Clarifiying the semantics of ptrtoint

During the recent discussion on clarifying non-integral pointer types, I noticed that ptrtoint is extremely underspecified. The current LangRef wording just says

The ‘ptrtoint ’ instruction converts value to integer type ty2 by interpreting the pointer value as an integer and either truncating or zero extending that value to the size of the integer type. If value is smaller than ty2 then a zero extension is done. If value is larger than ty2 then a truncation is done. If they are the same size, then nothing is done (no-op cast ) other than a type change.

This is probably fine for most architectures where a pointer representation is just the address (although it might be a bit more interesting if you are using the high bits for extra metadata). However, with non-integral pointers we really need to clarify what this conversion does.
Which of the following behaviours should ptrtoint use if we have something like a fat pointer struct of four i64s { base_addr; max_addr; offset; flags}:

  1. Return the bitwise representation of the fat pointer as if we had stored it to memory as a ptr addrspace(N) and loaded back as i256
  2. Return the underlying address of the pointer, so in this case base_addr+offset.
  3. Something else?

One problem with option 1 that I see when looking at the latest C standard draft

Two pointers compare equal if and only if both are null pointers, both are pointers to the same object (including a pointer to an object and a subobject at its beginning) or function, both are pointers to one past the last element of the same array object, or one is a pointer to one past the end of one array object and the other is a pointer to the start of a different array object that happens to immediately follow the first array object in the address space

And the icmp eq ptr semantics since right now say:

If the operands are pointer typed, the pointer values are compared as if they were integers.

This suggests to me that icmp eq ptr %a, %b is equivalent to icmp eq i64 ptrtoint(%a), ptrtoint(%b) and if we want icmp to behave as defined by the C standard we must compare the underlying address here instead of the full bitwise comparison (which would always return false for fat pointers to adjacent objects). As far as I can tell this C requirement also does not hold for MTE tagged pointers where adjacent objects use different MTE tags and thus compare different despite having the same address.

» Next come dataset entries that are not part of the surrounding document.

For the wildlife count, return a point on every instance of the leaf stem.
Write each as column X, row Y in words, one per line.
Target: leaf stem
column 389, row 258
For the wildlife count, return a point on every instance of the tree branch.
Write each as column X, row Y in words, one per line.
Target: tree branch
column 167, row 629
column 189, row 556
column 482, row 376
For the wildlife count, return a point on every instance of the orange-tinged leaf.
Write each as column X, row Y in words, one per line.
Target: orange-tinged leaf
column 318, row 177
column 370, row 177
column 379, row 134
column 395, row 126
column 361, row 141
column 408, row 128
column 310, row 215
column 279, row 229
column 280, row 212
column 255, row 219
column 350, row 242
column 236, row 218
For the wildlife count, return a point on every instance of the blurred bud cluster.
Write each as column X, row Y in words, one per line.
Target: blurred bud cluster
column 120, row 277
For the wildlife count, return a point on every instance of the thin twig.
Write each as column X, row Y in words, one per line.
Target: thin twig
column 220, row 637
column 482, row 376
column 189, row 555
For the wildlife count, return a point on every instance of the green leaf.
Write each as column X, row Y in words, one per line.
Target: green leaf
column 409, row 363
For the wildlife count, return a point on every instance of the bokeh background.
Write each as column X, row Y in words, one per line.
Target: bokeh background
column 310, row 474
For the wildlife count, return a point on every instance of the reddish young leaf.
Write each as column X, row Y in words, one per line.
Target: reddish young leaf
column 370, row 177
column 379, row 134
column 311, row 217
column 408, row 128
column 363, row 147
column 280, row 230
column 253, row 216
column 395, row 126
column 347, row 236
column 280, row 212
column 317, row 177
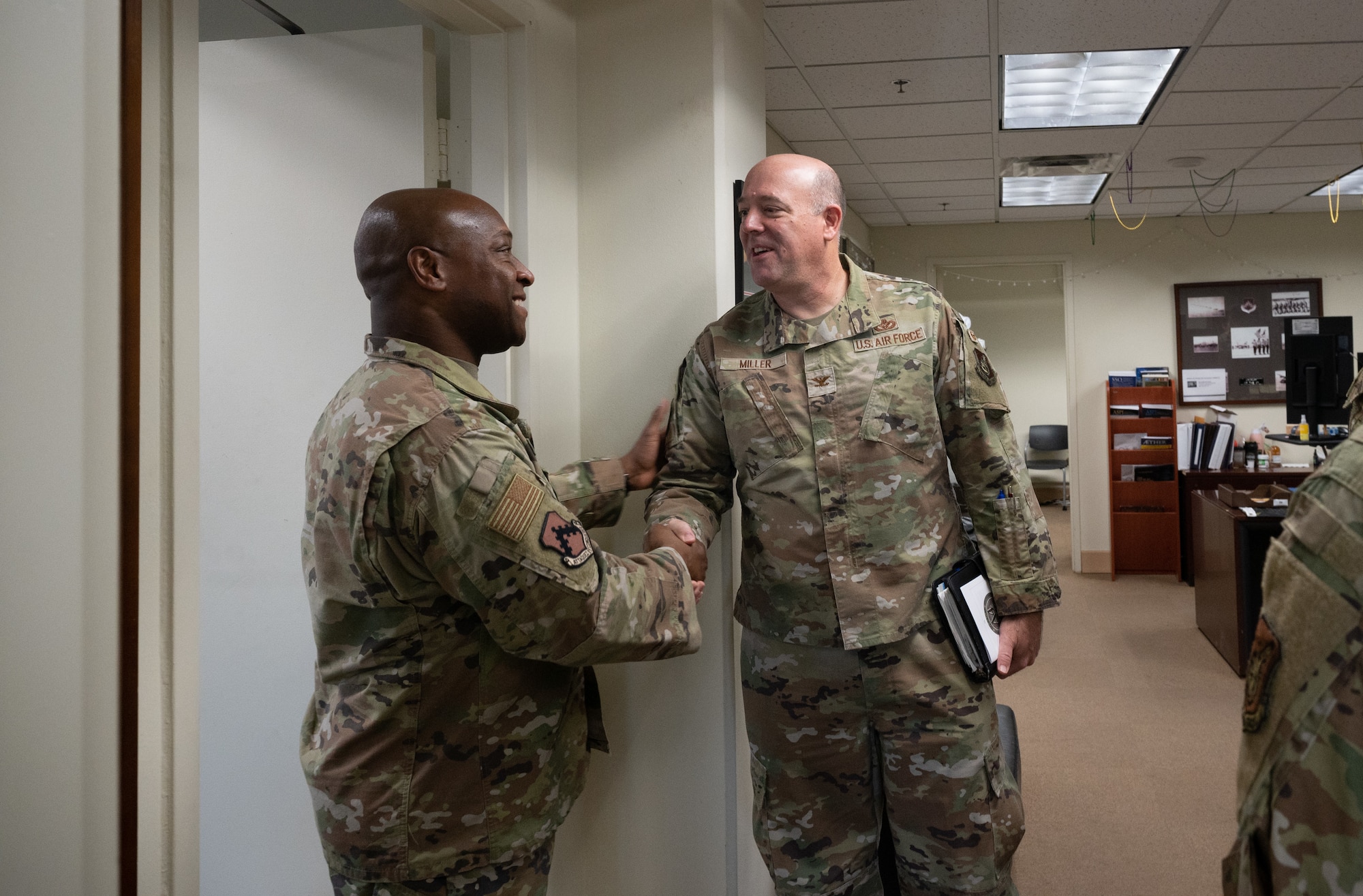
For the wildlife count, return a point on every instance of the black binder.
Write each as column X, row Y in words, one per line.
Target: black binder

My mental model of ptrtoint so far has been option 2, i.e. discard all metadata and return the underlying address. I will upload a PR to update the LangRef to clarify ptrtoint (and icmp eq/ne ptr) once we have consensus on the desired semantics.

The main challenge I see with using the underlying address is that we don’t currently have a datalayout property for the address range of pointers and would need to add this for fat pointers. In the CHERI world we have been able to get by with using the index width (as that always happens to match the address range), but I believe AMDGPU fat pointers have a 48-bit address range with a 32-bit index. The simplest solution to this problem would be adding another datalayout component after the index width (I originally proposed this in ⚙ D135158 [DataLayout] Introduce DataLayout::getPointerIntegralSize(AS) but that review stalled).

CC: @nikic @davidchisnall @krzysz00

1 Like

I am not sure that we want to include C semantics in LLVM IR. I would expect an icmp eq to respect the substitution principle. If %1 and %2 compare equal then an optimiser can replace all uses of %2 with %1 in every basic block dominated by the comparison. This proposal would need us to carefully audit optimisers to make sure that they all have an ‘except pointers’ special case.

It seems simpler to make the C front end emit a non-escaping ptrtoint on such comparisons.

This is not true today.
Currently, pointer comparison is defined as comparing addresses. But even if two pointers have the same addresses, they may have different provenance.

I’m not sure we need to offer such strong semantics (of comparing addresses), though.

So, if we want icmp eq ptr to mean address comparison - ignoring provenance, fat pointer stuff, etc, then I claim that the relation ptr addrspace(N) %a == %b => ptrtoint(%a) == ptrtoint(%b) needs to not be true for non-integral pointers, since my definition of ptrtoint is to include all the data needed to construct the pointer in an integer form you can hack on.

However, my definition of pointer comparison in LowerBufferFatPointers out in AMDGPU just compares the bits, not caring about what the underlying address is. I could reasonably change the implementation - I don’t think anyone’s relying on this behavior - but it would be a decision we’d need to think about.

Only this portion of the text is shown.